We all know that exercise can help you get fit, reduce weight, improve balance and lower your risk for many diseases, such as heart disease. But numerous studies have shown that exercise can actually help you live longer.

This seems logical. After all, if exercise reduces your chance of getting heart disease or cancer, then you’ve reduced your risk of dying from these diseases. But the longevity benefit is not just a result of reducing your risk of chronic disease. There’s actual cellular changes associated with regular exercise that keep you younger. Researchers at Brigham Young University who studied the DNA of nearly 6,000 adults found that the telomeres, the end caps on chromosomes that shorten with age, were longer in people who were active compared to those who were sedentary. This correlated to about 9-year difference in cell aging between those who were active versus those who were inactive.

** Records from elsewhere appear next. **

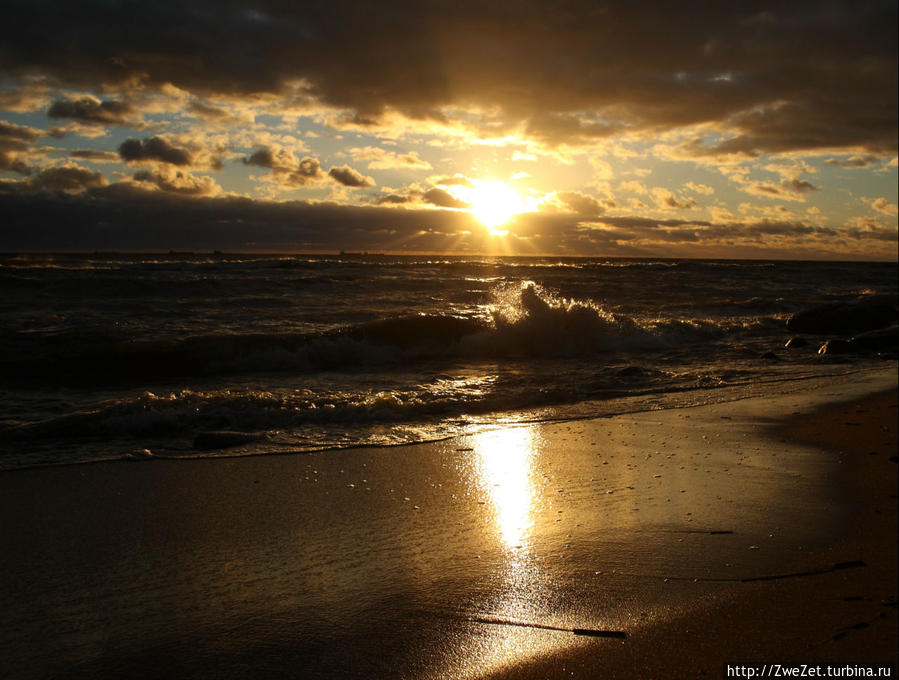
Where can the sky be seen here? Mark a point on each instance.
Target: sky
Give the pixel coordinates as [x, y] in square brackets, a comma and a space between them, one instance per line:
[688, 129]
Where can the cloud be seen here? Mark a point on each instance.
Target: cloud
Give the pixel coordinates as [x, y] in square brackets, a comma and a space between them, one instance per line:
[853, 161]
[15, 147]
[381, 159]
[14, 136]
[31, 95]
[451, 181]
[349, 177]
[90, 110]
[69, 178]
[95, 156]
[177, 182]
[700, 188]
[416, 196]
[634, 186]
[287, 171]
[579, 204]
[810, 76]
[156, 149]
[791, 188]
[882, 205]
[667, 200]
[126, 216]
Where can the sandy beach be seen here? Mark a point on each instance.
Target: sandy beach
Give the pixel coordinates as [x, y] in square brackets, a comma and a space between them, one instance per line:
[650, 545]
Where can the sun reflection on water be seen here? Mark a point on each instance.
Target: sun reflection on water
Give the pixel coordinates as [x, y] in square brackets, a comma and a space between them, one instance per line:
[504, 461]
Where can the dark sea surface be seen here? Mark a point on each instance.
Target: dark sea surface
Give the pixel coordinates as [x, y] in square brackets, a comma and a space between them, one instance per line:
[140, 356]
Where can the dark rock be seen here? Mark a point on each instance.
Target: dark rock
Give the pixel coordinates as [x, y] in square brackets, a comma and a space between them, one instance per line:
[872, 341]
[835, 347]
[223, 439]
[630, 371]
[885, 338]
[865, 314]
[796, 343]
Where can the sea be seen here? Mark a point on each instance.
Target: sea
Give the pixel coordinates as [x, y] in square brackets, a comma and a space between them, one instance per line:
[135, 357]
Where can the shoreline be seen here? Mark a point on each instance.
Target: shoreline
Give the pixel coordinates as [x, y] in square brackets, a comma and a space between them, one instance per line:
[424, 559]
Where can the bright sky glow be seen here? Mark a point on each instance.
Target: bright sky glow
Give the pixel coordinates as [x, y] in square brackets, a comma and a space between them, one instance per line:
[248, 135]
[494, 203]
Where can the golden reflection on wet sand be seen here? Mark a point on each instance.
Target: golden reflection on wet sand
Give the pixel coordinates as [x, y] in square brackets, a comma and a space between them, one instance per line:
[504, 466]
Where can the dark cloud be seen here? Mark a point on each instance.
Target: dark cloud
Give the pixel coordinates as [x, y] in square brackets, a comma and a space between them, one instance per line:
[782, 76]
[286, 170]
[454, 180]
[156, 149]
[67, 179]
[581, 204]
[349, 177]
[853, 161]
[434, 196]
[15, 143]
[126, 216]
[96, 156]
[14, 136]
[178, 182]
[442, 199]
[13, 162]
[92, 111]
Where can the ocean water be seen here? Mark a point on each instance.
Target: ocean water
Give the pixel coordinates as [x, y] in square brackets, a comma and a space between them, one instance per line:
[130, 357]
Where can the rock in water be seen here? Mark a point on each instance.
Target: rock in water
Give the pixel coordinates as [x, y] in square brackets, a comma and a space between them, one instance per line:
[796, 343]
[886, 338]
[223, 439]
[865, 314]
[835, 347]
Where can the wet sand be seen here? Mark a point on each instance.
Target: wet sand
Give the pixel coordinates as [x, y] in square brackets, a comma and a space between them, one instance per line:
[656, 532]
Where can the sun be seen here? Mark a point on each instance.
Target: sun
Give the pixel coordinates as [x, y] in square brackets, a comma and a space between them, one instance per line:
[494, 203]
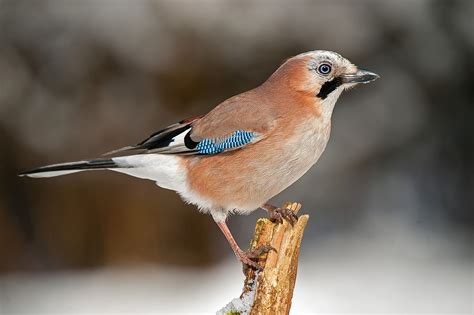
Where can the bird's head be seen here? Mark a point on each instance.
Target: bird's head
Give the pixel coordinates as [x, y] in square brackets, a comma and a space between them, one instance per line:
[321, 75]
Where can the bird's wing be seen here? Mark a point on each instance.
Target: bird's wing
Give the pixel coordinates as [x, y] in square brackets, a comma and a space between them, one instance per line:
[231, 125]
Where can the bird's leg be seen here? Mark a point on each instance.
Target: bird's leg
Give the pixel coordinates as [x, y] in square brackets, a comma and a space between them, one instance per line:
[278, 214]
[247, 258]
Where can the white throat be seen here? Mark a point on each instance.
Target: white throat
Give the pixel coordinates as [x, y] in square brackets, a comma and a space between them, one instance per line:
[327, 105]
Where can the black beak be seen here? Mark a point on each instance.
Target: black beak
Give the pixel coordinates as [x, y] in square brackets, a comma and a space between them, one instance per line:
[361, 76]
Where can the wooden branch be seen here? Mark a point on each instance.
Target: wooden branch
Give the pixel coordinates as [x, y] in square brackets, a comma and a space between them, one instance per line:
[270, 291]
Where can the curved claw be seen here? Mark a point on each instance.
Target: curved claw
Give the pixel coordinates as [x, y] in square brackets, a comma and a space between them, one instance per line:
[278, 214]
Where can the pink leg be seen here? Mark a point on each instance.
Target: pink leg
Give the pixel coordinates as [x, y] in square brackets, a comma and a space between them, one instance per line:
[244, 257]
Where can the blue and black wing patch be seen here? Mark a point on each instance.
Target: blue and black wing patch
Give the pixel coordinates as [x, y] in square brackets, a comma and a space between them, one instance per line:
[236, 140]
[176, 139]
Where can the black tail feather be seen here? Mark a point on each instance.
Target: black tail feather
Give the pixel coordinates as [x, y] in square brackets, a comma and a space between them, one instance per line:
[73, 166]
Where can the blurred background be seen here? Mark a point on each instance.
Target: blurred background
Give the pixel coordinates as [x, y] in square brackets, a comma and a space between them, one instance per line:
[390, 201]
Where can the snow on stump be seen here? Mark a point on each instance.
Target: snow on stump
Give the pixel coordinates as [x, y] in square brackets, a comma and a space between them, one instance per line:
[270, 291]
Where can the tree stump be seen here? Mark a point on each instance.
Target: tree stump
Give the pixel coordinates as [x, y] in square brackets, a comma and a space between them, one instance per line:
[270, 291]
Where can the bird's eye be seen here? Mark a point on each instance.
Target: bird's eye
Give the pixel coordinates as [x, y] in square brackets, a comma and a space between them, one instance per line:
[324, 68]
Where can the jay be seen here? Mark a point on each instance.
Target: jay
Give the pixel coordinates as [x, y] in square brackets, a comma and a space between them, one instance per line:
[247, 149]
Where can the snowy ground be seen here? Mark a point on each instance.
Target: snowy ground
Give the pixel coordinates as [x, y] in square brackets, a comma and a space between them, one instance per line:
[402, 272]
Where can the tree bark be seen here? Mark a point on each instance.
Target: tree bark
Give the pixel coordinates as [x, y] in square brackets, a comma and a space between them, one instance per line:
[270, 291]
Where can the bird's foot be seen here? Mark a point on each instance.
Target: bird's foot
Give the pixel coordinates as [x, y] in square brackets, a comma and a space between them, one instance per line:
[278, 214]
[250, 258]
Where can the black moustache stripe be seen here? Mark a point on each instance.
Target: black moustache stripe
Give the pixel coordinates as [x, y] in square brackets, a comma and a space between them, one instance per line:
[329, 87]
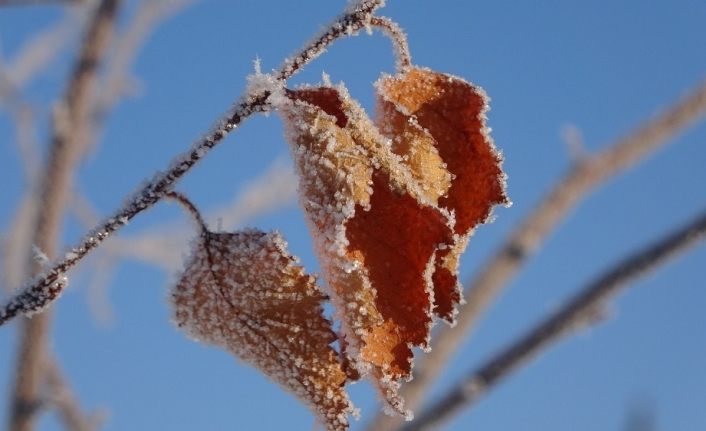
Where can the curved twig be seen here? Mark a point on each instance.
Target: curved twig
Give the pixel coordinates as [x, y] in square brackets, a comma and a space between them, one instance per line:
[586, 174]
[41, 291]
[399, 40]
[575, 314]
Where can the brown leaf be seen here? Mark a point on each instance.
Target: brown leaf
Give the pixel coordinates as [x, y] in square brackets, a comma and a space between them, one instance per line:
[438, 114]
[243, 292]
[376, 232]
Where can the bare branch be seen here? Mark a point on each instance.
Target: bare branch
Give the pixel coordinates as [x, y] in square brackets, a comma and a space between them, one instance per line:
[577, 312]
[62, 398]
[41, 291]
[38, 2]
[148, 16]
[55, 186]
[399, 40]
[568, 191]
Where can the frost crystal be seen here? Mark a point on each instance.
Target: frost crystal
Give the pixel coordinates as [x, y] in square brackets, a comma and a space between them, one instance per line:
[243, 292]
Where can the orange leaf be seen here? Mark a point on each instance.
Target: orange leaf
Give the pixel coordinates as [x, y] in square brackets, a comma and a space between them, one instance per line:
[243, 292]
[435, 113]
[377, 233]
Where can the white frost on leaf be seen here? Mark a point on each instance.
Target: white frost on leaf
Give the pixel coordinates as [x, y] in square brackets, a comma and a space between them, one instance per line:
[243, 292]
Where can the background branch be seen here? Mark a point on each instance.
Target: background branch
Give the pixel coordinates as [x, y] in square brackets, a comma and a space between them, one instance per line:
[567, 192]
[577, 313]
[55, 185]
[41, 291]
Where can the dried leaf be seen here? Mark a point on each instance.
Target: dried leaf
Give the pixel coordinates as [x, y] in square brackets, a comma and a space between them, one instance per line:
[377, 234]
[243, 292]
[426, 114]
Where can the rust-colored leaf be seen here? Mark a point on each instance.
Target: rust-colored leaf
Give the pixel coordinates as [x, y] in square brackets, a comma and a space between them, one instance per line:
[435, 113]
[376, 231]
[243, 292]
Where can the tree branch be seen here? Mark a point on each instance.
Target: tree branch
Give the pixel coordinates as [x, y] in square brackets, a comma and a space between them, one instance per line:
[586, 174]
[45, 288]
[579, 311]
[62, 398]
[55, 184]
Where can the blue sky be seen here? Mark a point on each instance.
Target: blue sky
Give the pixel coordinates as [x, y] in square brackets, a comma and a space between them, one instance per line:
[602, 66]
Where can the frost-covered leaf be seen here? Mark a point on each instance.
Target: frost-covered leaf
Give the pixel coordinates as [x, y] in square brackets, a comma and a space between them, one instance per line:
[244, 292]
[376, 231]
[429, 114]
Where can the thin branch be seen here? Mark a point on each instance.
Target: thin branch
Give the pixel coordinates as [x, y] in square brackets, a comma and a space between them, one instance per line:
[55, 186]
[189, 207]
[568, 191]
[41, 291]
[63, 399]
[578, 311]
[128, 43]
[38, 2]
[399, 40]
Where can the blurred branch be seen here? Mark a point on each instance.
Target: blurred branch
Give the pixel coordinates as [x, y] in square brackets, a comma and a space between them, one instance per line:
[64, 401]
[39, 2]
[55, 186]
[147, 17]
[586, 174]
[43, 289]
[163, 246]
[575, 314]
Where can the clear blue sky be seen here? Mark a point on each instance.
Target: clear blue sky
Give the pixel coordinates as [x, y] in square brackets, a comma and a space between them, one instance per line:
[603, 66]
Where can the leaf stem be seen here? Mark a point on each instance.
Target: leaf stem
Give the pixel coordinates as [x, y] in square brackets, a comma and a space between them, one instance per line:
[43, 289]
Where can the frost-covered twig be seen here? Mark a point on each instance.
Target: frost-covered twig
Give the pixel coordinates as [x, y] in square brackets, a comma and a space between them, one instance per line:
[399, 40]
[56, 181]
[589, 172]
[41, 291]
[164, 246]
[117, 77]
[577, 312]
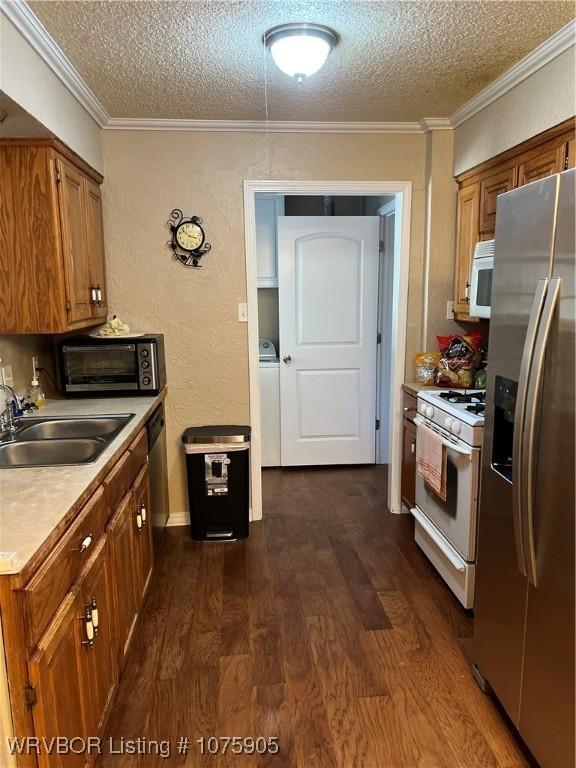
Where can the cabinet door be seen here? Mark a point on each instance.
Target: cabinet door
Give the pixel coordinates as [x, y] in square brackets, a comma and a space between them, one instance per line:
[541, 165]
[95, 247]
[409, 463]
[467, 237]
[268, 208]
[122, 542]
[570, 153]
[490, 187]
[59, 672]
[71, 199]
[97, 602]
[143, 546]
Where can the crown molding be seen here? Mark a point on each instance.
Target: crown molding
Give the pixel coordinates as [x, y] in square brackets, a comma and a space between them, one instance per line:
[435, 124]
[550, 49]
[258, 126]
[29, 26]
[25, 21]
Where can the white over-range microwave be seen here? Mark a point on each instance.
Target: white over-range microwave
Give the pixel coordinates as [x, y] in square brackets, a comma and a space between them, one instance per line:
[481, 279]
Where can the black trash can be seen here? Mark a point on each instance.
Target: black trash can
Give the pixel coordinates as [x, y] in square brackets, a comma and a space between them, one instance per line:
[218, 467]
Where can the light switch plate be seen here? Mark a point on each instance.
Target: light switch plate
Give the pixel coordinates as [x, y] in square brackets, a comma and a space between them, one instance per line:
[242, 312]
[7, 375]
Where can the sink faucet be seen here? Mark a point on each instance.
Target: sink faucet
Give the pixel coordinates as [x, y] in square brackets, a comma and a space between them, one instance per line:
[7, 415]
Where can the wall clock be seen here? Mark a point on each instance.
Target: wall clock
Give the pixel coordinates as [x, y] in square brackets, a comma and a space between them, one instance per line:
[188, 238]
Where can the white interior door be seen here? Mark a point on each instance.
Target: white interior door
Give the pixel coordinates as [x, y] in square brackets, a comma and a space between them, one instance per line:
[328, 296]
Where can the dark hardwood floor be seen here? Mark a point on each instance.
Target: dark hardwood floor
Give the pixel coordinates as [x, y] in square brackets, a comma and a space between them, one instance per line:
[327, 628]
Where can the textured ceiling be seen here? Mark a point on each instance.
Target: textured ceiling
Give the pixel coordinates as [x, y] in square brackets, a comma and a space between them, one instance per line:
[396, 60]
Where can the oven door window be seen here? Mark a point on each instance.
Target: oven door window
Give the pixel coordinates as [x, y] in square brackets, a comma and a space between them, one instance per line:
[456, 517]
[484, 287]
[101, 368]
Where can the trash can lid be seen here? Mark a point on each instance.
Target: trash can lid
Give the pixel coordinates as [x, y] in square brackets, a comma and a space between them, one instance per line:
[219, 433]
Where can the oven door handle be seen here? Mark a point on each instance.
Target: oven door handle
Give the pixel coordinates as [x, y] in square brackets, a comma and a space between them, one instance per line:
[458, 447]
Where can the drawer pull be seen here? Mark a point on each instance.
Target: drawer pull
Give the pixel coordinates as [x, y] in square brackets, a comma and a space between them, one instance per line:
[89, 628]
[86, 542]
[94, 615]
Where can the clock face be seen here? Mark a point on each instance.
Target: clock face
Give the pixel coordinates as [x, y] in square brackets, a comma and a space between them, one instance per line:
[189, 236]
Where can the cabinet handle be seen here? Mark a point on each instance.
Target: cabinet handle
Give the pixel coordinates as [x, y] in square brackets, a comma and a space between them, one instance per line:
[85, 543]
[89, 628]
[94, 615]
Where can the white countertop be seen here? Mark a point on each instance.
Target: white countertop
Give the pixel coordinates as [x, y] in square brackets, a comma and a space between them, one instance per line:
[35, 501]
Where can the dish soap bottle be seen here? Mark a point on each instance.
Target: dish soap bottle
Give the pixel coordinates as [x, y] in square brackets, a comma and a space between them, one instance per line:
[35, 392]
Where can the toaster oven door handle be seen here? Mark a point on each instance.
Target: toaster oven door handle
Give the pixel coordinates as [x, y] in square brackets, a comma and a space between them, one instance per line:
[101, 347]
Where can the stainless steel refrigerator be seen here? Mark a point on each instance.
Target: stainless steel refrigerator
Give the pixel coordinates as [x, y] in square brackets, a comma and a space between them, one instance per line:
[524, 607]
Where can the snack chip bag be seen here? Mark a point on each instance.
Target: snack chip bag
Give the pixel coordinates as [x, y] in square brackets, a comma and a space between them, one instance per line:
[460, 358]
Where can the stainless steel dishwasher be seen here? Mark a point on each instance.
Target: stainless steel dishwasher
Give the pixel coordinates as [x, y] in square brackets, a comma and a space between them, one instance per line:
[158, 468]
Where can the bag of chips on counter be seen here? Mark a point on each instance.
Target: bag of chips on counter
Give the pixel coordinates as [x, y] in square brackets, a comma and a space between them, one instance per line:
[426, 364]
[460, 358]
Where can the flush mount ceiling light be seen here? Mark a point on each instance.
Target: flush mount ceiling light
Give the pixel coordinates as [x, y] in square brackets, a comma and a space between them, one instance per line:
[300, 50]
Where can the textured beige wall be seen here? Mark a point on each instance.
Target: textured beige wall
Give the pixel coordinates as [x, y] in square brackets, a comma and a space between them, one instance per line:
[147, 173]
[543, 100]
[440, 238]
[25, 78]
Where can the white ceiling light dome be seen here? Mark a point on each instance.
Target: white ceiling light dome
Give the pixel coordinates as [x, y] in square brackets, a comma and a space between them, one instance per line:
[300, 50]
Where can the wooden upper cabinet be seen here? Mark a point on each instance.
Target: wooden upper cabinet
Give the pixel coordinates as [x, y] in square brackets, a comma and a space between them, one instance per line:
[73, 221]
[538, 165]
[95, 247]
[467, 237]
[543, 155]
[490, 187]
[51, 239]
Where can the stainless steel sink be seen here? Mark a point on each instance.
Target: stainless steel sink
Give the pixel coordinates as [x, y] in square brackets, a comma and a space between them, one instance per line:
[95, 426]
[42, 453]
[59, 441]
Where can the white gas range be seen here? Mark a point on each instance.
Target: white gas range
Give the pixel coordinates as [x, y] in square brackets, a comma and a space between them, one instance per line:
[446, 530]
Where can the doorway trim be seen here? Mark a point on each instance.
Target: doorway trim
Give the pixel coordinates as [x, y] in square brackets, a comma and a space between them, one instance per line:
[403, 192]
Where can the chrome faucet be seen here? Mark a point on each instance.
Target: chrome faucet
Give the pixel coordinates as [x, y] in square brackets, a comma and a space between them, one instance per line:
[7, 423]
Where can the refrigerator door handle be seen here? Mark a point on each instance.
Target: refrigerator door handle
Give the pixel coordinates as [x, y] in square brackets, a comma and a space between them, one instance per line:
[519, 416]
[530, 423]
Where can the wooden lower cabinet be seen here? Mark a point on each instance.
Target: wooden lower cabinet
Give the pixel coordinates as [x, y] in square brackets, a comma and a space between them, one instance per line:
[143, 547]
[64, 663]
[101, 661]
[122, 547]
[58, 670]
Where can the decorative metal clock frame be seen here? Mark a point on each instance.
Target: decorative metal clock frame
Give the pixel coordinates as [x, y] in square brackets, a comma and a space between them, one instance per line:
[188, 257]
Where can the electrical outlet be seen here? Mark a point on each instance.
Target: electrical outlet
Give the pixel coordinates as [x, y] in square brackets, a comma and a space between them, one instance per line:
[242, 312]
[7, 375]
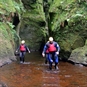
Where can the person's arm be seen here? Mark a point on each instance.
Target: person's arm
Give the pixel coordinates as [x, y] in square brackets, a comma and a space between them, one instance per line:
[44, 50]
[27, 49]
[17, 49]
[57, 48]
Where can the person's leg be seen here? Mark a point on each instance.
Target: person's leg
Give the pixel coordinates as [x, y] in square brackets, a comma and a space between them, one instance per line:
[23, 56]
[50, 61]
[20, 57]
[46, 60]
[56, 61]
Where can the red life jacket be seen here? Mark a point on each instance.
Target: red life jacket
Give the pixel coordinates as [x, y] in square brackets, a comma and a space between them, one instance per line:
[52, 47]
[22, 47]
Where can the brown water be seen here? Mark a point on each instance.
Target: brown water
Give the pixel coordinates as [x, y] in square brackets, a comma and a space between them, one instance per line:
[34, 73]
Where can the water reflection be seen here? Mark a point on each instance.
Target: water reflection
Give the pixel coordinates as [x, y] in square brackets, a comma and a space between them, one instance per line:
[34, 73]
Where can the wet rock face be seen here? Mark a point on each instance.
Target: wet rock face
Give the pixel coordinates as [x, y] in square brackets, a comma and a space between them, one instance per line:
[79, 55]
[3, 84]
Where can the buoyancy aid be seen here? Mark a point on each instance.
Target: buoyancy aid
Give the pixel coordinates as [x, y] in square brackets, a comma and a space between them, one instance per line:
[22, 47]
[47, 51]
[52, 47]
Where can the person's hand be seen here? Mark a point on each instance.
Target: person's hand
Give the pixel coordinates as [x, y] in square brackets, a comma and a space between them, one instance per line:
[29, 51]
[43, 54]
[57, 53]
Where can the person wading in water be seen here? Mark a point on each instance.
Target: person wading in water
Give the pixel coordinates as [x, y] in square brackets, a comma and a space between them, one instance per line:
[53, 49]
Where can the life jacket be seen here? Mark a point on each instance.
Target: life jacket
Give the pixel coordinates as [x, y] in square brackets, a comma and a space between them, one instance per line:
[22, 47]
[47, 51]
[52, 47]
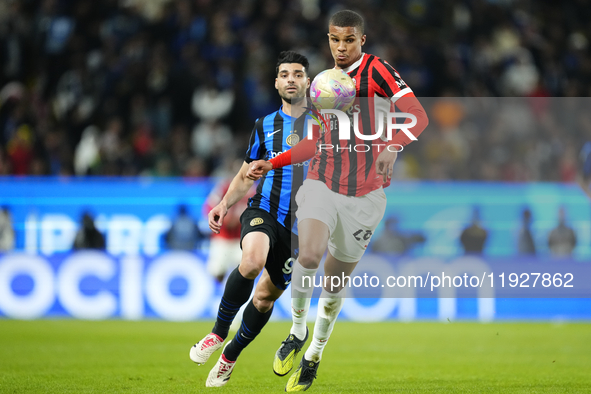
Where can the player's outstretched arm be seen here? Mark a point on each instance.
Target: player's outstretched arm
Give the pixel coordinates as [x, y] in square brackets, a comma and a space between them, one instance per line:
[240, 185]
[386, 159]
[302, 151]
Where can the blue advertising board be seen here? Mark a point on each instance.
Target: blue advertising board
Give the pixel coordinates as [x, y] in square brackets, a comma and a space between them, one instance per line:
[138, 278]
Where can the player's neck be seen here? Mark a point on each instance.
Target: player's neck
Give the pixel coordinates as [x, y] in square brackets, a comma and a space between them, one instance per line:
[353, 65]
[296, 109]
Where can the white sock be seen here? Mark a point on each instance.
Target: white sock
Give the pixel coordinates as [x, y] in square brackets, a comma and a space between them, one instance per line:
[329, 306]
[301, 294]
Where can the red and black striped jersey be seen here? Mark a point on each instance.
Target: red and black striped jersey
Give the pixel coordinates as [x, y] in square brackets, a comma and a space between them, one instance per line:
[349, 166]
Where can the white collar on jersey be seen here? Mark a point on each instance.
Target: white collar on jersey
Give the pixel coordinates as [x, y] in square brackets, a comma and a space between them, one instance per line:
[354, 65]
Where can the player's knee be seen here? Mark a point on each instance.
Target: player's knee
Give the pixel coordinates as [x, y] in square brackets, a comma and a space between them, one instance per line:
[250, 267]
[329, 308]
[263, 305]
[309, 258]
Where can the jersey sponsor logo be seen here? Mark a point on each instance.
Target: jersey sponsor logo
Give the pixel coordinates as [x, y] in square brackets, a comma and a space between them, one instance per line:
[256, 221]
[270, 134]
[292, 139]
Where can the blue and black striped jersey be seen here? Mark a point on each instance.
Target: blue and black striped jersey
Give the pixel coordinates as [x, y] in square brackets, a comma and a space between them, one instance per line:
[271, 136]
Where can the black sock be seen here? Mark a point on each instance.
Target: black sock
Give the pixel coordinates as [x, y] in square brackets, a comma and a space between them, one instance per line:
[236, 293]
[252, 324]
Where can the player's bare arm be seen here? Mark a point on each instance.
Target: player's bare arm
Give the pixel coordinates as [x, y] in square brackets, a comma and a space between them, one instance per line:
[240, 185]
[258, 169]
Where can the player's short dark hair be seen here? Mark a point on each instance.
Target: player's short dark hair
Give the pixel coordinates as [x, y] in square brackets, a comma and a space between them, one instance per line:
[347, 18]
[292, 57]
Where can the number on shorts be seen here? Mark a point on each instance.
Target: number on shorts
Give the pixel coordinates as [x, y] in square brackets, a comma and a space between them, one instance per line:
[288, 266]
[365, 237]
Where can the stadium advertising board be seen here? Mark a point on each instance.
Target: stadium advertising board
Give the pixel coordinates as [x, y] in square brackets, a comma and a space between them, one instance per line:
[137, 278]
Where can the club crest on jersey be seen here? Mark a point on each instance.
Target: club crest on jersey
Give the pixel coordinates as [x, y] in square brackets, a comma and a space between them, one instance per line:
[256, 221]
[292, 139]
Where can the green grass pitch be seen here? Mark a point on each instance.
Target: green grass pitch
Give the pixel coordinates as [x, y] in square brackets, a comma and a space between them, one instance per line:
[69, 356]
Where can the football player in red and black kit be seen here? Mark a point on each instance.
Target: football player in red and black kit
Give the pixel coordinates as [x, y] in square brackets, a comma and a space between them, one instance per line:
[342, 201]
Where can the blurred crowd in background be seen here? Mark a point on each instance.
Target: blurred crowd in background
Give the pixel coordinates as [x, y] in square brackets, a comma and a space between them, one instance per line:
[173, 87]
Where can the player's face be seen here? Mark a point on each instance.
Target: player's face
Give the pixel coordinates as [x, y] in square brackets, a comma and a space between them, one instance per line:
[292, 81]
[345, 45]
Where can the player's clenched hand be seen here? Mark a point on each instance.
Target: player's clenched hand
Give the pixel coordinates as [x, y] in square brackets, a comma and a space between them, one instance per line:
[258, 168]
[216, 217]
[385, 164]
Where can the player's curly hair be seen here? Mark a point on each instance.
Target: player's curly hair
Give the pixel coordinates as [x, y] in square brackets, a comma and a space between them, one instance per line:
[347, 18]
[292, 57]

Another study compared the heart, lungs and muscles of active 70 year olds, inactive 70 year olds and active 40 year olds. They found that the active older men and women had comparable heart and lung capacity and muscle strength of those who were 30 years younger.

The benefits of exercise

Exercise results in other physiological changes that can help slow the aging process:

  • It is anti-inflammatory. Inflammation of muscle and other tissues in the body are associated with aging. Exercise can lessen this effect.
  • Boost mood
  • Improve sleep
  • Improve cognitive function and reduce memory loss
  • Improved immune system
  • Improved digestive function

It's never too late to start exercising

Even if you have been sedentary for many years, it’s not too late to reap the benefits of exercise. Studies have found that people who are overweight or who have been inactive for years can increase their life expectancy by adding moderate physical activity to their routine.

How much exercise?

You don’t have to become an elite athlete to improve your longevity. Regular, moderate activities, such as brisk walking, have been associated with increasing life expectancy by several years. For example, 150 minutes of exercise or more each week increased life expectancy by about 7 years over those who didn’t do regular moderate exercise. This benefit was seen regardless of weight, age, sex and health conditions.

If you haven’t been active or are thinking of increasing your activity, be sure to talk with your doctor. Based on your current health, your doctor may have recommendations for type of activity and how much to get you started.